Jennifer Fadden, the COO you frequently shared, emphasized this point: she focuses on one relationship at a time because that’s how lasting change truly occurs. It may not be glamorous, but it is effective.
The Next Generation Already Stepping Up
The Mansfield Youth Council story made your list, which tells us something important. You're not just interested in current leaders; you're also focused on those being mentored for tomorrow.
Kristen Petree's full-circle journey highlights this point. She began as a youth council member and now leads the next generation of civic leaders. This isn’t just a nice story arc; it’s proof that early exposure to public service cultivates future leaders who understand both the potential and challenges of this work.
Erin Donahue's efforts to empower Ontario's future public service leaders and Eric Lopez's vision for advancing Hispanic leadership illustrate that intentional mentorship is essential. It’s how we prevent the expertise gap from becoming a crisis as the current generation of leaders retires.
What Small-Scale Leadership Accomplishes
Three of your top stories featured leaders from smaller communities or organizations working at the neighborhood level. Gabe Reaume's impact as Saginaw's city manager. Brady Porterfield-Finn's people-first approach brings lessons from West Africa to Colorado. Tyg Taylor's work at Wholly Kicks demonstrates that "we think you're worth it" is more than just a motto.
These stories matter because they address the question career changers often ask: do I need specific credentials to make an impact in local government? The leaders you chose proved the answer is no.
You engaged with these stories because they showed you don’t need a massive city budget or a large organization to effect real change. What you need is clarity about what matters, relationships built on trust, and a commitment to focus on the people you’re serving rather than the structures you’re navigating.
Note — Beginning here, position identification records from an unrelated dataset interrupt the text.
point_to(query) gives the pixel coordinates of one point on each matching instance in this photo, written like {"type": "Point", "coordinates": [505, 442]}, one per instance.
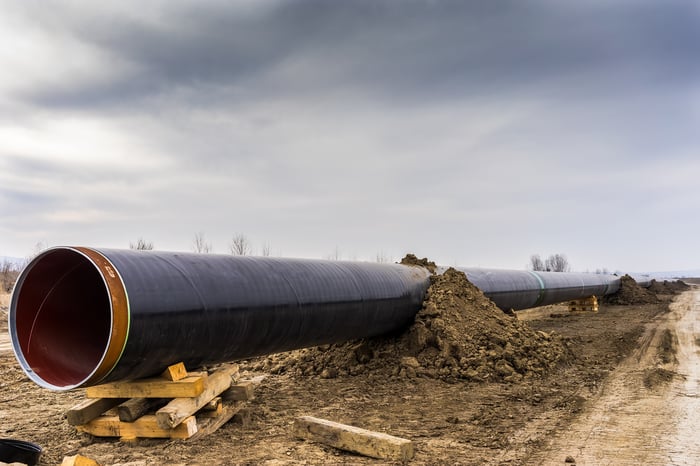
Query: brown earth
{"type": "Point", "coordinates": [467, 383]}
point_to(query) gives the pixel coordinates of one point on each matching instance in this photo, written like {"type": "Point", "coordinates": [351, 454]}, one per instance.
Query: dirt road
{"type": "Point", "coordinates": [635, 419]}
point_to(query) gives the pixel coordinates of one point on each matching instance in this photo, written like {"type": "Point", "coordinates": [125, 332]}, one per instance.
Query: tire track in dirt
{"type": "Point", "coordinates": [629, 424]}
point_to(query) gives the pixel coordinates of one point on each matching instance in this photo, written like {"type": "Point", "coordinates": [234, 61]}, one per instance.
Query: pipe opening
{"type": "Point", "coordinates": [61, 319]}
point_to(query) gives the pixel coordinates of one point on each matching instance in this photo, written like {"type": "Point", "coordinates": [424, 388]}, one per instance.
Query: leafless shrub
{"type": "Point", "coordinates": [240, 245]}
{"type": "Point", "coordinates": [200, 244]}
{"type": "Point", "coordinates": [141, 245]}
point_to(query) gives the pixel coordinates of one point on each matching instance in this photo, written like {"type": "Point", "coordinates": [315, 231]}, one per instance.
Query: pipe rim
{"type": "Point", "coordinates": [119, 318]}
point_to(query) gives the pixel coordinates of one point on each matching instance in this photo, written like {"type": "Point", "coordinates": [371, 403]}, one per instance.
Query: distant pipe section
{"type": "Point", "coordinates": [523, 289]}
{"type": "Point", "coordinates": [82, 316]}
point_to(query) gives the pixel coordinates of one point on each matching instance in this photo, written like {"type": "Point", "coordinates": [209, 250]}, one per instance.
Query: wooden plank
{"type": "Point", "coordinates": [148, 388]}
{"type": "Point", "coordinates": [180, 408]}
{"type": "Point", "coordinates": [242, 391]}
{"type": "Point", "coordinates": [78, 460]}
{"type": "Point", "coordinates": [134, 408]}
{"type": "Point", "coordinates": [354, 439]}
{"type": "Point", "coordinates": [175, 372]}
{"type": "Point", "coordinates": [144, 427]}
{"type": "Point", "coordinates": [89, 409]}
{"type": "Point", "coordinates": [206, 426]}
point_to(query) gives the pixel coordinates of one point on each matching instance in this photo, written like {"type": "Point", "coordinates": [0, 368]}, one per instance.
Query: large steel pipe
{"type": "Point", "coordinates": [523, 289]}
{"type": "Point", "coordinates": [82, 316]}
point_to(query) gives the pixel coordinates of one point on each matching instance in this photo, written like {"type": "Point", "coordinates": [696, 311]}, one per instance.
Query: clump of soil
{"type": "Point", "coordinates": [459, 334]}
{"type": "Point", "coordinates": [411, 259]}
{"type": "Point", "coordinates": [630, 293]}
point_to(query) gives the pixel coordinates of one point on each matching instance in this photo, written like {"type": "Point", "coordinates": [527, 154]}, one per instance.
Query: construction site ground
{"type": "Point", "coordinates": [626, 394]}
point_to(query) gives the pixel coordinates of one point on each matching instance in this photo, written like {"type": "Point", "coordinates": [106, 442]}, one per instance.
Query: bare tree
{"type": "Point", "coordinates": [240, 245]}
{"type": "Point", "coordinates": [557, 263]}
{"type": "Point", "coordinates": [383, 258]}
{"type": "Point", "coordinates": [536, 263]}
{"type": "Point", "coordinates": [9, 271]}
{"type": "Point", "coordinates": [200, 244]}
{"type": "Point", "coordinates": [141, 245]}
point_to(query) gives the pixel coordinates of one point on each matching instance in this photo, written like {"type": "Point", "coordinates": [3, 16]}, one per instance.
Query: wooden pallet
{"type": "Point", "coordinates": [589, 304]}
{"type": "Point", "coordinates": [177, 405]}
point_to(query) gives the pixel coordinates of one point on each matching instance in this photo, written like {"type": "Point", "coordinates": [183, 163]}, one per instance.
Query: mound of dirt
{"type": "Point", "coordinates": [668, 287]}
{"type": "Point", "coordinates": [458, 335]}
{"type": "Point", "coordinates": [630, 293]}
{"type": "Point", "coordinates": [411, 259]}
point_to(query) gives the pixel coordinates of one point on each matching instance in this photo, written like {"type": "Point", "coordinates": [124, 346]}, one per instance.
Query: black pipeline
{"type": "Point", "coordinates": [81, 316]}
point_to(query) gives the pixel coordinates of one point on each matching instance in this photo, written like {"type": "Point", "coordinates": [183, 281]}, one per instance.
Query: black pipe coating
{"type": "Point", "coordinates": [82, 316]}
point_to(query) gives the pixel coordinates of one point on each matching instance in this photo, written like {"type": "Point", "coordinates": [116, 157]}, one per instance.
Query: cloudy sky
{"type": "Point", "coordinates": [474, 133]}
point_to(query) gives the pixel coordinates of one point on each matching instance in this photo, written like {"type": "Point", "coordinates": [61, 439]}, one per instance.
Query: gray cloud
{"type": "Point", "coordinates": [474, 132]}
{"type": "Point", "coordinates": [390, 50]}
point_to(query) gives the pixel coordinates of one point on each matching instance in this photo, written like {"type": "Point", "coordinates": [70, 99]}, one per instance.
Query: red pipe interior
{"type": "Point", "coordinates": [62, 317]}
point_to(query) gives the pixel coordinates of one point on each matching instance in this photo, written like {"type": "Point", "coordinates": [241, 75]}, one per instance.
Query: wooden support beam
{"type": "Point", "coordinates": [207, 425]}
{"type": "Point", "coordinates": [354, 439]}
{"type": "Point", "coordinates": [180, 408]}
{"type": "Point", "coordinates": [148, 388]}
{"type": "Point", "coordinates": [144, 427]}
{"type": "Point", "coordinates": [175, 372]}
{"type": "Point", "coordinates": [134, 408]}
{"type": "Point", "coordinates": [89, 409]}
{"type": "Point", "coordinates": [78, 460]}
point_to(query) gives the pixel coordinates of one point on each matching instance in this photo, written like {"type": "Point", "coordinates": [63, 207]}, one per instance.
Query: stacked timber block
{"type": "Point", "coordinates": [176, 405]}
{"type": "Point", "coordinates": [589, 304]}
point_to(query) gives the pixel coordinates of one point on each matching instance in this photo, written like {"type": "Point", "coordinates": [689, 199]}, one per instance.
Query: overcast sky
{"type": "Point", "coordinates": [474, 133]}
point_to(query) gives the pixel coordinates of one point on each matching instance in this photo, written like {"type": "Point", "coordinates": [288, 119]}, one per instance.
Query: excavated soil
{"type": "Point", "coordinates": [631, 293]}
{"type": "Point", "coordinates": [458, 335]}
{"type": "Point", "coordinates": [467, 383]}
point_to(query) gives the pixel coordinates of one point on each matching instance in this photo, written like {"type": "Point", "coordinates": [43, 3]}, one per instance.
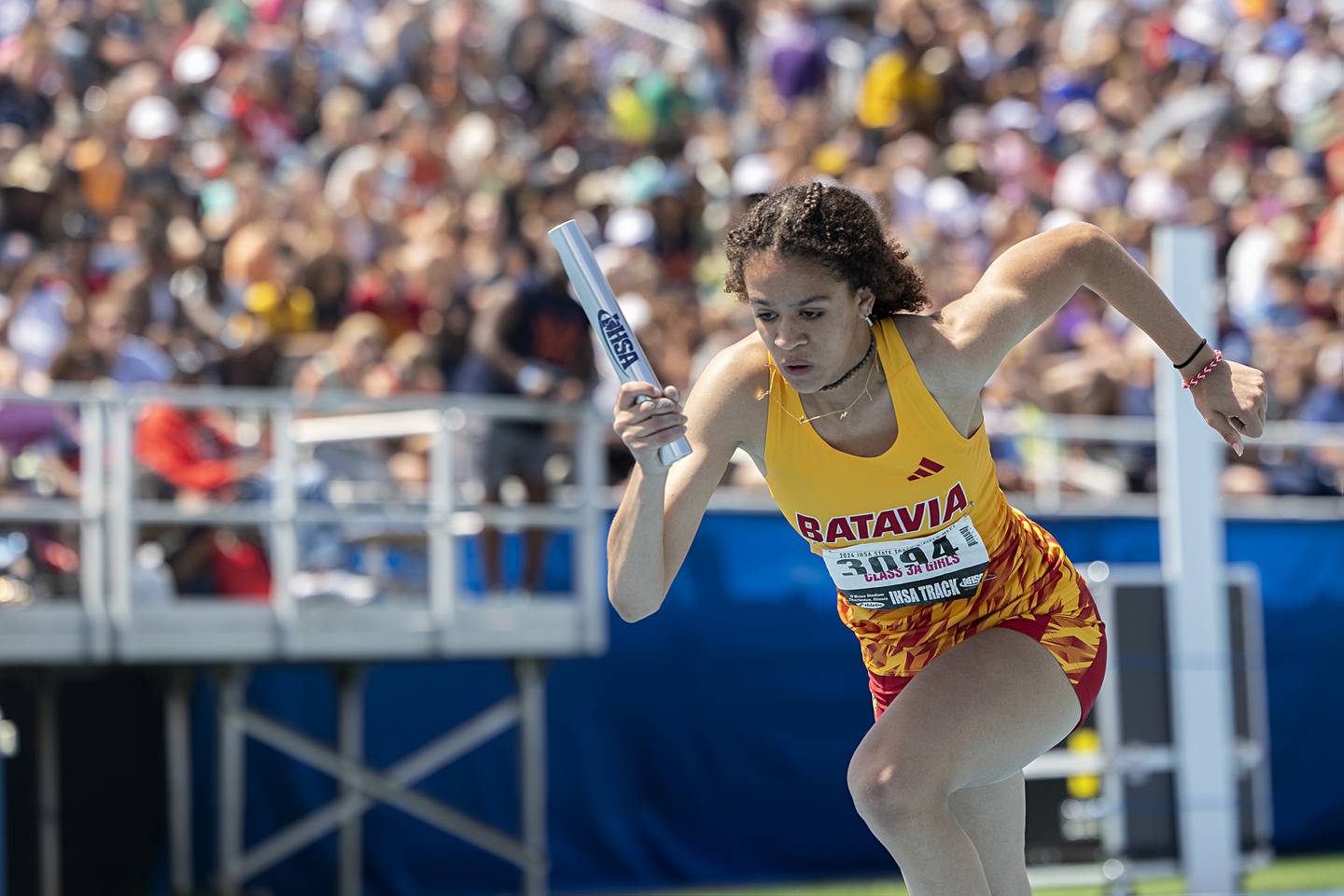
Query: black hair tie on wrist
{"type": "Point", "coordinates": [1197, 349]}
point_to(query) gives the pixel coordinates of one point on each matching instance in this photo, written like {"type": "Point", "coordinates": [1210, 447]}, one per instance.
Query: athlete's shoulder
{"type": "Point", "coordinates": [931, 343]}
{"type": "Point", "coordinates": [924, 335]}
{"type": "Point", "coordinates": [730, 388]}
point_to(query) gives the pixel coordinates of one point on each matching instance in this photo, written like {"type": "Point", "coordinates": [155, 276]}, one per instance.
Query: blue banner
{"type": "Point", "coordinates": [710, 745]}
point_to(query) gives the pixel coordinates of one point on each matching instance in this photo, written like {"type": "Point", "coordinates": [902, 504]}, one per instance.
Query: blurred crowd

The Common Thread Among Voices
Looking across the stories you chose this year, one theme stands out: these leaders prioritize people over processes.
Brandon Figliolino revolutionized transit engagement by focusing on people instead of buses. Ellen Young builds healthier communities by listening before prescribing solutions. Keith Vinson defines success through collaboration rather than individual achievement. Courtney Harrness transforms stigma into strength by centering dignity in mental health and addiction recovery work.
Susan Alanis, Caitlan Biggs, Hudson Janz, Tasha Van Vlack, Paul Paschall, Courtney Craven—every person you chose to learn from this year demonstrated the same core principle: public service thrives when it treats community members as partners with problem-solving capacity, not just problems to be managed.
What This Means for 2026
The stories you engaged with most in 2025 weren't about perfection. They were about possibility.
Possibility that your background doesn't disqualify you from a public service career—whether you're coming from insurance, teaching, reception work, or any other field.
Possibility that small-scale work can create system-level change.
Possibility that the next generation is already stepping up if we create space for them.
Possibility that caring matters more than credentials when it comes to serving communities effectively.
This is the roadmap you've been building together through your clicks and shares. Not because someone dictated what public service should look like, but because you recognized yourself—or the leader you aspire to be—in these real examples of people doing the work.
What backgrounds do public servants actually come from? Your reading habits this year revealed your desire for those real answers.
Here is what we’re taking into 2026: more stories about unexpected pathways, more profiles of the infrastructure builders who don’t make headlines, more attention to the mentors creating the next generation of leaders, and more focus on the small-scale work that proves you don’t need permission or perfect credentials to start making a difference.
Because that’s what you told us matters most. And we’re listening.